ところが先日、そのお祭りが行われる神社のすぐ近くに職場がある夫が、急に「子供達を連れて祭りに行かないか?」と言い出した。
お祭りは、土日に関係なく毎年日にちが決まっている。夫が行こうといった日は平日だった。あまり人ごみが得意でない夫が、仕事の帰りに一緒に駅前で合流して、お祭りに行こうと言い出したのだ。結婚して15年になるが、こんなこと初めてのことだった。早速、子供たちと、たまたま夏休みを取っていたという弟の家にも連絡をし、姪っ子も連れてお祭りに繰り出した。
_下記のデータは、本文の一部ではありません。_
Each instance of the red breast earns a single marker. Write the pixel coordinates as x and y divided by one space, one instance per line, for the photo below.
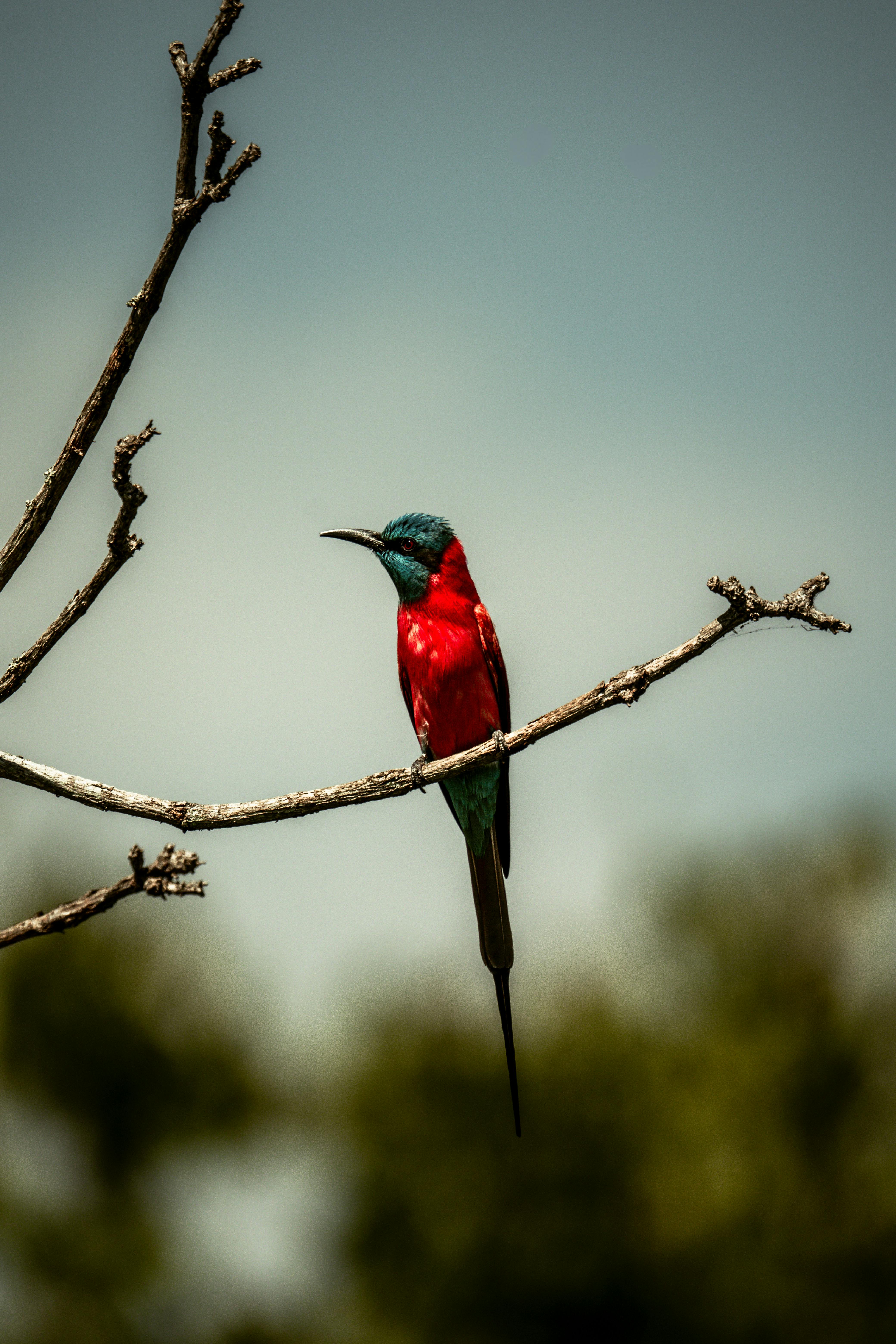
440 651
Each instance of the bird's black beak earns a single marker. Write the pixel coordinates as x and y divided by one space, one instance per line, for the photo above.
362 535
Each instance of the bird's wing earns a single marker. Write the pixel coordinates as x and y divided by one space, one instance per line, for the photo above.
498 673
409 701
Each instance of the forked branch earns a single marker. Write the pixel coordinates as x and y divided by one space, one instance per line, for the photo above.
163 878
121 545
745 607
187 212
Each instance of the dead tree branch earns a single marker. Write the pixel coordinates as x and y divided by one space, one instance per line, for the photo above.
163 878
745 607
189 210
121 544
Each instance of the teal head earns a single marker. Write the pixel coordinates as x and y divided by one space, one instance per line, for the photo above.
410 549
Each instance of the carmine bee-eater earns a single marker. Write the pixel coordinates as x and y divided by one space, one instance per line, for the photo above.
456 691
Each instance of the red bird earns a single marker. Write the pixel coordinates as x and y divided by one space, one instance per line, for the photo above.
456 691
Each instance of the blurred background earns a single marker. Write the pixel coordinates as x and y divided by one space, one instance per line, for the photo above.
610 287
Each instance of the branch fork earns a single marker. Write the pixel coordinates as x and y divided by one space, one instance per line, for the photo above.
625 689
197 84
163 878
121 544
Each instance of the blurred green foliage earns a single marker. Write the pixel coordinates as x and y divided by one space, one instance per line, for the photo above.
719 1170
112 1058
718 1167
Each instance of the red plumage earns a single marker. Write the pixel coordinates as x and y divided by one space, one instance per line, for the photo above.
452 673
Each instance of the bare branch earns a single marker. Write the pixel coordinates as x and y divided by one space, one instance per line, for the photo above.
197 85
186 214
233 73
121 544
624 689
160 880
221 147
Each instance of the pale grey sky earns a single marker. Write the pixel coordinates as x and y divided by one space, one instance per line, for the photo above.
609 286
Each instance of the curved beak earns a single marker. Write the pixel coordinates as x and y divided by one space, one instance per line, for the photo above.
362 535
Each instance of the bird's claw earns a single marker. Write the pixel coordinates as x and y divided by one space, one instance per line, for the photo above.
417 775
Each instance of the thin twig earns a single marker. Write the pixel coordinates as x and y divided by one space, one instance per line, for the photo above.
160 880
745 607
121 544
187 212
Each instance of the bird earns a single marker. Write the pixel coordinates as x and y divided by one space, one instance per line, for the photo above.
456 690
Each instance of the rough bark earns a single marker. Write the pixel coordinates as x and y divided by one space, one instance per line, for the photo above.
163 878
745 607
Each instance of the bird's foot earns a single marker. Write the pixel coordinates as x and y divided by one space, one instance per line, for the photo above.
500 742
417 775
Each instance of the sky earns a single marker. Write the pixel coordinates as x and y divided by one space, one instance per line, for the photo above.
610 287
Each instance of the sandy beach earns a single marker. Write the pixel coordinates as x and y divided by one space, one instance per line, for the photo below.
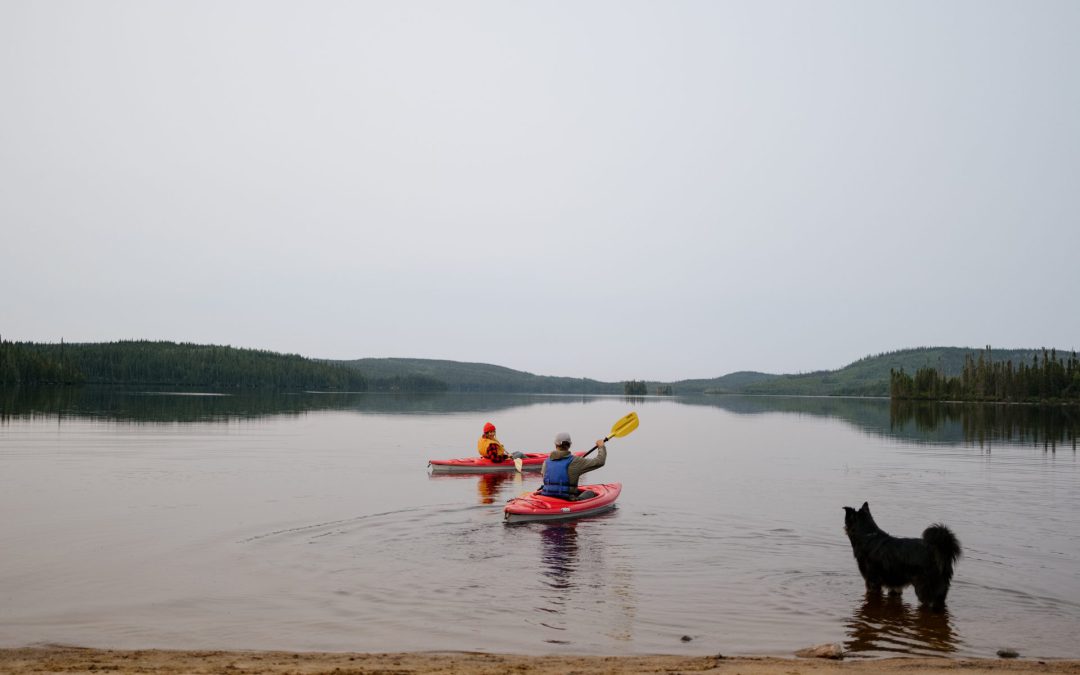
80 660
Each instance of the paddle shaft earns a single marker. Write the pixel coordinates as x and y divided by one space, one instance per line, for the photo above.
606 439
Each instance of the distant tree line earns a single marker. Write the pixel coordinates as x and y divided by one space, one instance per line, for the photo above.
409 382
1047 378
169 363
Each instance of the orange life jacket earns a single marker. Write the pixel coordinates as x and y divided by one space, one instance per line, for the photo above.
491 449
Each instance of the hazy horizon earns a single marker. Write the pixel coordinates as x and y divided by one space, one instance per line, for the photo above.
612 190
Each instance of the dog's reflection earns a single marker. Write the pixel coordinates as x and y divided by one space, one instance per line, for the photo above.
886 623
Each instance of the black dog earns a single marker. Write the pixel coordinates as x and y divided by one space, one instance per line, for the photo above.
894 562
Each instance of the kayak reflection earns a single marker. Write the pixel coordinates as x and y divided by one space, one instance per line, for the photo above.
889 624
487 485
490 487
559 555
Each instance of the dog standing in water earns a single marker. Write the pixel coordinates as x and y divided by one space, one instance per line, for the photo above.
894 562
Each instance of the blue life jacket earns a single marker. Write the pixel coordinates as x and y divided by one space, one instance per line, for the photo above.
556 478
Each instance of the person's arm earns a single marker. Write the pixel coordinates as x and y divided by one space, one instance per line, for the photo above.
584 464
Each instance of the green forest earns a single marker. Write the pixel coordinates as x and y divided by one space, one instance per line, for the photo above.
1047 378
169 363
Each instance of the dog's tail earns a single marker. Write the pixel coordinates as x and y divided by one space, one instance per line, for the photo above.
944 545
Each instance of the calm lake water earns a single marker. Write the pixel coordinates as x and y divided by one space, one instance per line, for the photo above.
138 520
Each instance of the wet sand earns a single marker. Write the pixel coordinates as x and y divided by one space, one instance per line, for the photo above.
79 660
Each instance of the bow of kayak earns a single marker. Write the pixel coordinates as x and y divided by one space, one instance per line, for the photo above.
535 507
531 461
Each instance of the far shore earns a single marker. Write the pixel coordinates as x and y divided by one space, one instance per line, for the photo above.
162 662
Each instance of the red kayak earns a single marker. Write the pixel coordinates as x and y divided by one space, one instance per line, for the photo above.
536 507
531 461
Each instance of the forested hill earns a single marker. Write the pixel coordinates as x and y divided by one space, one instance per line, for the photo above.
474 377
143 362
228 367
869 376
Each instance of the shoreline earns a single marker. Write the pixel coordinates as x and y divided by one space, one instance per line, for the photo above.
63 659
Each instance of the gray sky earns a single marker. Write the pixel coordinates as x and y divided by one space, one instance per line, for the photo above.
615 190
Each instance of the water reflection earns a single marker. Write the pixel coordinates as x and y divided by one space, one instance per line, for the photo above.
1045 426
490 487
487 485
559 556
1049 427
886 623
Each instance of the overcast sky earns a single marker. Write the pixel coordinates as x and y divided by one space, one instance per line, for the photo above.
616 190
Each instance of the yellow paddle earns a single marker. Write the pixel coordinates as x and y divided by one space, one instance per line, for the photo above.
622 428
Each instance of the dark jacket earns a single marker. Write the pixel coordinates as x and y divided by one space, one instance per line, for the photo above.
578 464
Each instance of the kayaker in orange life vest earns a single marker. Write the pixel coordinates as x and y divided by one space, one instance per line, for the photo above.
563 470
489 447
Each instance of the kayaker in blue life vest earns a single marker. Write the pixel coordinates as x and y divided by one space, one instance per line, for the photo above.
563 470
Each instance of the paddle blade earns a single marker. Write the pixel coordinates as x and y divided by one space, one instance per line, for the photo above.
624 426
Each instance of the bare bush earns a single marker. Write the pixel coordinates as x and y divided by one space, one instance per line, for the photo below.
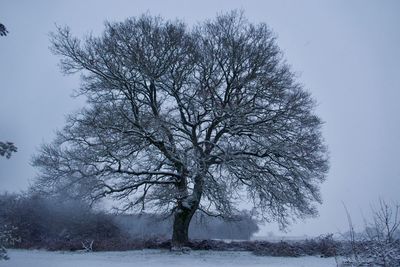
378 245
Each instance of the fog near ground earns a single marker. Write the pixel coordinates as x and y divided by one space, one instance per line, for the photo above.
346 53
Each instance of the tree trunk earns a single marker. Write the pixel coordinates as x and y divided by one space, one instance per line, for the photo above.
180 233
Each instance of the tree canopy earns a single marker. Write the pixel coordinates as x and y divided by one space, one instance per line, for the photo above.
181 118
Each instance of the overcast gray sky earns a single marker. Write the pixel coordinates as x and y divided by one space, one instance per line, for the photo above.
347 53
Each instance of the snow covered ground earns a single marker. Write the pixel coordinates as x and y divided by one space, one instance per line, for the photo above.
156 258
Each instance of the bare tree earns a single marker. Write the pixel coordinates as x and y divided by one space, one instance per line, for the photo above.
7 148
181 119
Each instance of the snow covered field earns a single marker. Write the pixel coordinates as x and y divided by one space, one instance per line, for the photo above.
156 258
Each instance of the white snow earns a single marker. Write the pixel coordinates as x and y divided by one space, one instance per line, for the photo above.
155 258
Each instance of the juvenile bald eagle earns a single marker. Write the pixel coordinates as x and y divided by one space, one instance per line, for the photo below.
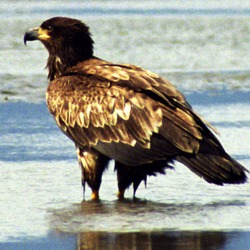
125 113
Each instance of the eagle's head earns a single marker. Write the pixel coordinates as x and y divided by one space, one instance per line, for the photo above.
67 40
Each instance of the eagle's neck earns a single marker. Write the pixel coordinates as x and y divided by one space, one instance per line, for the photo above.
55 67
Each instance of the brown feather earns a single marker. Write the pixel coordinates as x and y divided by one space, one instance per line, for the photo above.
125 113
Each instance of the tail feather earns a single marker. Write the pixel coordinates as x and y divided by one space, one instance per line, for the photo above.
217 169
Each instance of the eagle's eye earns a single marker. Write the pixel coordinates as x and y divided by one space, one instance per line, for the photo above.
50 28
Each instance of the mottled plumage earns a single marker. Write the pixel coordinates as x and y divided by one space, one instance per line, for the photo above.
125 113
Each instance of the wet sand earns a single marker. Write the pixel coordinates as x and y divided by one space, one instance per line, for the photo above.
192 240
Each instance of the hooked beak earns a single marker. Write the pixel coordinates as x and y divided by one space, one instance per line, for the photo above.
31 35
36 34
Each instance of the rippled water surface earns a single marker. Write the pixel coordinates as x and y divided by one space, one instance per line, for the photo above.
201 48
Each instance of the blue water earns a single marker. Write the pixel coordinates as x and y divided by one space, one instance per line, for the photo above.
202 48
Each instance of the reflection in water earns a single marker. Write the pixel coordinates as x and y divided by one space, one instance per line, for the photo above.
141 224
152 240
143 215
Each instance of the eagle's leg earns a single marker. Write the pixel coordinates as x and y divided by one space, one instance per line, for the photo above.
126 177
92 165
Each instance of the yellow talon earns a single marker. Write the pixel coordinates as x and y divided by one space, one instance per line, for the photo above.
120 194
95 195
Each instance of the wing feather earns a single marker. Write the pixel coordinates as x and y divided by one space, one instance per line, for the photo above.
123 104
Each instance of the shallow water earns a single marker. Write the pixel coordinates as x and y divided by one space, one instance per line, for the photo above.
205 54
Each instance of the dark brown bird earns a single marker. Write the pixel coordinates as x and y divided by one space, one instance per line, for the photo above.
123 112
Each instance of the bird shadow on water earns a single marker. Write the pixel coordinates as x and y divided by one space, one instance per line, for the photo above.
141 224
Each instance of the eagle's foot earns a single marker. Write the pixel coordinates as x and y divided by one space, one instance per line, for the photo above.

神社の沿道から立ち並んだ夜店は、裸電球が煌々とつき、威勢の声で呼び込みをしている。子供たちはその声につられて立ち止まってしまう。「だめよ、お祭りに来たんだから、まずはお参りをしなくては!」と私が急かすと、お好み焼きやイカ焼きの匂いに後ろ髪を引かれながら、子供たちはしぶしぶ歩き出す。

境内に入ると、夜店はぎっしりと軒を連ね、迷路のようになっている。ものすごい人ごみで、歩く事も立ち止まっている事もできない感じで、子供たちは少し戸惑っているようだった。しかし、下町育ちの私にはこの人いきれがとても懐かしかった。

人ごみに消えていく背中が一瞬、亡くなった父に見えた。「お祭りが好きだった父も、もしかしたら来ているのかもしれないな」ふとそんなことが頭をよぎった。